The genius of this system is that it is a system to think with, and some have already considered how it might be applied to, say, psyhological profiles. This includes the game itself, as each set of cards applies these five colours to a specific world. Thus on Theros, a world modelled on Ancient Greek mythology, satyrs are red or green, the denizens of the underworld are summoned with black magic, sirens are blue, and hoplites and phalanxes white. On Innistrad, a world of gothic horror, vampires are black and red, zombies blue and black, werewolves red and green, and the few terrified humans (along with their ghosts) are associated with white mana.

Now the overlap of Magic‘s Ravnica cards and my research concerns the colour identity of actors. Not only is Ravnica a ecumenopolis, it is also home to guilds: each guild brings together two of Magic‘s colours of mana, with the choice of colours corresponding to the role of that guild. Thus the Azorius guild, responsible for lawkeeping, are white and blue; the Orzhov syndicate, the priests of Ravnica, are black and white; the Golgari swarm, the world’s rubbish disposal team, green and black; and so on. One guild is the actor’s guild, the Rakdos. Their colours are red and black.

At first, this might seem a bit unintuitive: surely acting is blue, the colour of intelligence and research? Or maybe it is green, the colour of instinct and nature? But red and black makes excellent sense for one reading of an actor: the performer is self-centred, focussed on his or her duplicitous expression for personal gain (very black); and performance itself is short-lived, active and emotional (very red). Theories of acting which emphasise an actor’s coldness are closer to the black magic of this identity (Diderot’s Paradoxe, for instance) and those which emphasise an actor’s sensibility are much more red (Saint-Albine’s Comédien).

There is one final element to this. As well as through the use of colour, Magic will often make use of other game mechanics to tie groups of cards together. In the case of the red and black Rakdos guild, their mechanic is called ‘Spectacle’, and provides a bonus to the player who is able to cast any spell with this word on it after having dealt damage to their opponent. Here is an example:

Once more, this is a clever interpretation of spectacle. The bonus awarded makes the effect of the card more, well, spectacular. And we might imagine that this is the result of a wizard, like the creatures he summons, making particularly good, improvisatory use of the situation he or she is currently in.
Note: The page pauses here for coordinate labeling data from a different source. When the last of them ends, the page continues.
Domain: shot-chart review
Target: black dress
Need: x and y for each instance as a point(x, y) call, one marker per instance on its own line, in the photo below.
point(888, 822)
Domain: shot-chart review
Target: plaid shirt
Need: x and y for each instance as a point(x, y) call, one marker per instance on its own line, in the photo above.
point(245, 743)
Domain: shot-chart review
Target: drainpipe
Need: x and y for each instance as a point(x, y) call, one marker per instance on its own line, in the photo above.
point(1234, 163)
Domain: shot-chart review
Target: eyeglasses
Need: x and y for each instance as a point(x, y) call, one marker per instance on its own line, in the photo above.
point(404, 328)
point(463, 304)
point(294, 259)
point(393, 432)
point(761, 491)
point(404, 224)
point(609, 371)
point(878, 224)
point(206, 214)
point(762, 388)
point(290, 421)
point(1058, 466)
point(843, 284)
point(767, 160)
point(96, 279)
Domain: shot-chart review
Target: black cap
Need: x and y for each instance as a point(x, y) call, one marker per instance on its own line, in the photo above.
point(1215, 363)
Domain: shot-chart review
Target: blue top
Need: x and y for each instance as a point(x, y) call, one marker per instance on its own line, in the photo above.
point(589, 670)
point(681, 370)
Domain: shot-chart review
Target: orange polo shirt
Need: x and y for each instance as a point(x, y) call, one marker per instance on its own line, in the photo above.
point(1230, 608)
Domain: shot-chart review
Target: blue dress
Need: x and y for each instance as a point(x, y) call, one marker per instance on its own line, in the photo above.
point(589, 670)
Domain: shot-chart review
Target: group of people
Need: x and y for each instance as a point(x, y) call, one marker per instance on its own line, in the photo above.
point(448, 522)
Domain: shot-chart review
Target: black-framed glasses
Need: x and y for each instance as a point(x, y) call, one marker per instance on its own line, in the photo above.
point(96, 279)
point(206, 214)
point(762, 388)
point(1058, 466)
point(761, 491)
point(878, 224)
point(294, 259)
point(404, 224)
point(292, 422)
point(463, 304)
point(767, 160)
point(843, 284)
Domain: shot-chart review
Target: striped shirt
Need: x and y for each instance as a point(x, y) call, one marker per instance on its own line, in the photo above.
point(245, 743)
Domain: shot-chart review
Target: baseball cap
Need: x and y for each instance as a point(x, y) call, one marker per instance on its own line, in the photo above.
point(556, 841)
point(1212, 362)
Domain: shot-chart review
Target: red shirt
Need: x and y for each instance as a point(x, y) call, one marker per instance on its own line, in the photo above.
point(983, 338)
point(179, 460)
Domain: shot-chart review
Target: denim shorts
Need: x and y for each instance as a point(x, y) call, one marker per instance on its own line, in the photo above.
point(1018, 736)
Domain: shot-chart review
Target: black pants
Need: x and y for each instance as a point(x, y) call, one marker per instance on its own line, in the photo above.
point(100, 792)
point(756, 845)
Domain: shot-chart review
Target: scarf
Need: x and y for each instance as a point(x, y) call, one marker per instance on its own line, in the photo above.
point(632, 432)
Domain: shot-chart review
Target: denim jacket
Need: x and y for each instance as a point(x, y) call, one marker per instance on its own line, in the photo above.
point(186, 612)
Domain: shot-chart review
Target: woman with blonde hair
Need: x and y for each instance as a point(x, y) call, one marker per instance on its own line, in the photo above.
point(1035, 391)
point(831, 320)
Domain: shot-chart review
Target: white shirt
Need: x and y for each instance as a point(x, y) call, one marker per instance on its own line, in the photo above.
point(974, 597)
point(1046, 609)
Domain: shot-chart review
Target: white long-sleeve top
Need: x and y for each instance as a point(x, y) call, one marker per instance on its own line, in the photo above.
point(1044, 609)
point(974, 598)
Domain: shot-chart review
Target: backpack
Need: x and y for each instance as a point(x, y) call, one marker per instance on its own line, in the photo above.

Yet, the old theatrical dichotomoy between thought and feeling obtains here too. In order to achieve spectacle, one must prepare for it by inflicting damage on the opponent, one must plan ahead and think carefully about the situation. It is as much about thought as emotion.

This post grows long, but I hope it offers an insight into the richness of the game. I continue to play it for that richness, either conceptually in the application of its colour philosophy to new worlds, or more practically for the strategic depth that every game and deck contains.